When the State of Connecticut passed a law that barred access to criminal trials of juveniles being tried as adults for violent felonies such as murder, armed robbery and rape, the Hartford Courant, Connecticut’s largest daily newspaper, called on Hinckley Allen for help.

Recognizing the significance of this matter to the press and the public, the nonprofit Reporters Committee for Freedom of the Press teamed up with Hinckley Allen in bringing the case to court. The legal team convinced Connecticut’s federal district court that such records and cases should not automatically be sealed and that the confidentiality provisions in the state’s Juvenile Transfer Act violated the Courant’s First Amendment rights.

The Reporters Committee and Hinckley Allen then successfully defended that decision on appeal to the Second Circuit Court of Appeals, where the three-judge panel upheld the lower court’s decision. Although the state certainly has a compelling interest in protecting the privacy of juveniles, the court found that the law was not sufficiently narrow in its terms so that it violated the Courant’s First Amendment rights. According to the court, “Trials should be presumed open to the public in order to . . . promote public confidence in the criminal justice system. Only when the need for privacy outweighs the public’s interest in open proceedings should that presumption be waived.”

The decision reaffirms the importance of public access to criminal proceedings. As stated by William Fish, the Hinckley Allen partner who represented the Hartford Courant: “We are very pleased that the Second Circuit upheld Judge Shea’s strong decision finding this statute unconstitutional. It is a strong reminder to government officials that laws must be consistent with the public’s constitutional right to access court proceedings. Not only did the Second Circuit get it correct, it did so forcefully in response to the excellent work done by the Reporters Committee in the case.”

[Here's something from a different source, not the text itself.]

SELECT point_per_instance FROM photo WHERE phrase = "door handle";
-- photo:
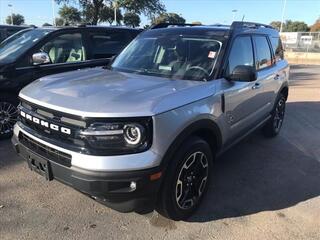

The Hartford Courant was represented by Alexa Talin Millinger and William S. Fish Jr. of Hinckley Allen and Katie Townsend, Legal Director at The Reporters Committee for Freedom of the Press.

The defendants were represented by the Connecticut Office of the Attorney General.

The case, Hartford Courant Co. LLC v. Carroll et al., Case No. 20-2744 (2d Cir.), was reported in both Law360 and the Connecticut Law Tribune.